Bessie, some three score and ten years old, lay on the backboard motionless.  Her old, gray head was surrounded by great orange blocks of foam; her neck encased in a hard plastic collar.  Straps criss-crossed her body, as if she might make some miraculous attempt to escape.  As if we strapped her body down so it wouldn’t float away, though she was already floating, I suspect.  Oxygen passed into her lungs from the tube that protruded from her dry mouth.

She was found slumped in the floor of her nursing home. God bless those paramedics, whose skill revived her dying heart and who, with strong hands bound her top to bottom for her ride to the emergency room.  They snatched her from something; from death a while, from life a while.  But she arrived and she was ours.

Standard stuff.  No one knows quite what happened.  But we knew a few things.  She did not breath.  She did not wince from any pain.  She did not startle with any sound.  And she appeared as old as Methuselah.  Older than her years.

I did have some information.  She was a long-time resident of a local assisted living center.  She was profoundly retarded and always had been.  She was blind.  And all she would do was suck her fingers and try to sing some hymns.  Maybe she mumbled ‘Amazing Grace’, or ‘The Solid Rock’, slurring words and verses, annoying passersby.

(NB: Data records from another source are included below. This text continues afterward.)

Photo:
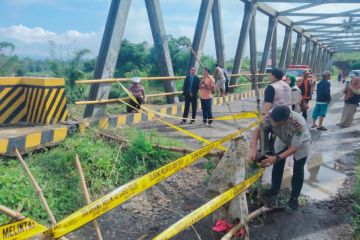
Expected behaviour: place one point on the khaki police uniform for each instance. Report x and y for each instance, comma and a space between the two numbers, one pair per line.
294, 134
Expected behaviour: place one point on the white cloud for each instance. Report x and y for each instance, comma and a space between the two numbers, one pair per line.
40, 35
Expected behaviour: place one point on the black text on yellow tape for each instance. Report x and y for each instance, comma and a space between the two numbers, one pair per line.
22, 229
208, 208
129, 190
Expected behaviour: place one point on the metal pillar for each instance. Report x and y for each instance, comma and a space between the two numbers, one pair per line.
274, 48
108, 55
289, 54
313, 55
249, 11
318, 60
161, 45
218, 33
269, 37
200, 33
252, 40
306, 52
298, 61
285, 48
297, 49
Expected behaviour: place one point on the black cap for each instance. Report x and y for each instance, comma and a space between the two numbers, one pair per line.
280, 113
277, 73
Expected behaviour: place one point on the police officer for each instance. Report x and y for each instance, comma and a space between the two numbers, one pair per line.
293, 138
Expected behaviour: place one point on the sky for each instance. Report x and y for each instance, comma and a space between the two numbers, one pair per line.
76, 24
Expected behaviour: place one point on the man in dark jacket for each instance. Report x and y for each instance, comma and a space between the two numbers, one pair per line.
190, 91
323, 99
306, 92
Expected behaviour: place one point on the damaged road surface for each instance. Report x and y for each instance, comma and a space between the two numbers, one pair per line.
323, 214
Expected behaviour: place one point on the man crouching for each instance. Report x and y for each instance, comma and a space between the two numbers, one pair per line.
293, 138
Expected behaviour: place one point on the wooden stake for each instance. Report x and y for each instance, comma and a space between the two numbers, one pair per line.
247, 219
37, 187
87, 195
11, 213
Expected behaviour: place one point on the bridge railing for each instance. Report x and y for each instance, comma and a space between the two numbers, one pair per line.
178, 78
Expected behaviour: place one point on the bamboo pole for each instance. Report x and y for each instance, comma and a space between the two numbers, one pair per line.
168, 148
247, 219
117, 100
87, 195
36, 186
113, 80
11, 213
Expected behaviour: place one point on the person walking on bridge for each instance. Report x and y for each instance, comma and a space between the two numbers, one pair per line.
190, 94
352, 100
207, 85
323, 98
220, 80
276, 94
293, 138
139, 93
306, 91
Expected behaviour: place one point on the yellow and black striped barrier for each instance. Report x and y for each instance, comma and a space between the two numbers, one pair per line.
33, 140
34, 100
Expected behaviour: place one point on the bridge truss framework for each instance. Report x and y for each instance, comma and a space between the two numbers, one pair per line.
320, 39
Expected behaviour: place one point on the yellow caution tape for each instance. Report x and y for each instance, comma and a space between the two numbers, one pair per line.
208, 208
186, 132
190, 134
129, 190
243, 115
23, 229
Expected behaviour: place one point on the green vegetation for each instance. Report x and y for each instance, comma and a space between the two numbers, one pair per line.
105, 168
355, 219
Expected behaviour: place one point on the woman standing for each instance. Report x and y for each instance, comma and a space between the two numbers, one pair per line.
207, 85
352, 100
295, 95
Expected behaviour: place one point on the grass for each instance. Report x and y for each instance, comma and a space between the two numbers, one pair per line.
105, 168
356, 204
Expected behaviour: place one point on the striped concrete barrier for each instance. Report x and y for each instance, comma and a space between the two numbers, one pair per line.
35, 140
33, 100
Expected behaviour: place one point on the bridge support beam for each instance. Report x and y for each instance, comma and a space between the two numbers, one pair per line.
218, 33
285, 48
297, 49
289, 51
269, 37
313, 55
108, 55
274, 63
249, 11
253, 48
161, 45
200, 33
306, 52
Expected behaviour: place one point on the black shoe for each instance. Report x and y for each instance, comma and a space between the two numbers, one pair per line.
294, 203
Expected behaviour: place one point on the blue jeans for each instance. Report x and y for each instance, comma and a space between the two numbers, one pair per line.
206, 107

It suddenly seemed so easy!  She had a cardiac arrest.  She was probably a ‘no code’.  She was going to die with no one around.  The nursing home would tell me, ‘she has no family.  Some old friends stop by sometimes, but no one checks on her.  Do what you think is best’.  All so easy.

Until they gave me that cussed (two syllables, please) phone number, and told me she was a ‘full code’.  No one had ever filled out the ‘blessed’ paperwork for this retarded old lady.  Fine.  I called her sister.  I expected more ease.  ‘No, I’m her only family.  I don’t want you to do anything.  I can’t come over.  Just call me when she passes’.

But to her credit, Bessie would not leave me alone.  Bessie had a message for me.  Bessie was speaking through her silence, through her loneliness, through her confusion and into my busy day.  Bessie was standing with one food in heaven’s gate, looking back and talking to me.  And laughing! What her sister actually said was, ‘I’ll come right over.  I’m calling her other sister, her brothers and her nieces.  We’ll be there as soon as we can.’

And they filed in, slowly, until they were all there.  All of her siblings were older.  All of them seemed weary, like this was just one more piece of sadness in a long sad story.  Any of them could have been lying on that backboard that day.  But they sat in assorted chairs and touched one another.  Their eyes swollen and red, tears on their sagging, age lined faces.  They sat there and looked at her.  They looked at her like she mattered.

I told them the score.  What I knew, by the time they arrived, was this: she appeared to be having a large MI.  But she also had a large cerebral hemorrhage and her brain was already herniating.  I wondered, ‘is it really an MI, or are the EKG changes from her brain bleed?  Or did she have an arrhythmia and then fall, hitting her head?’  And then I thought, ‘who really cares?’   Her family certainly couldn’t care less about the fascinating cause and effect of medical science, that thing that makes doctors call terrible events ‘interesting’.  I really didn’t care either.  It’s hard to care about things you can’t change.  I knew what had to be done.  I knew I would be her doctor, start to finish.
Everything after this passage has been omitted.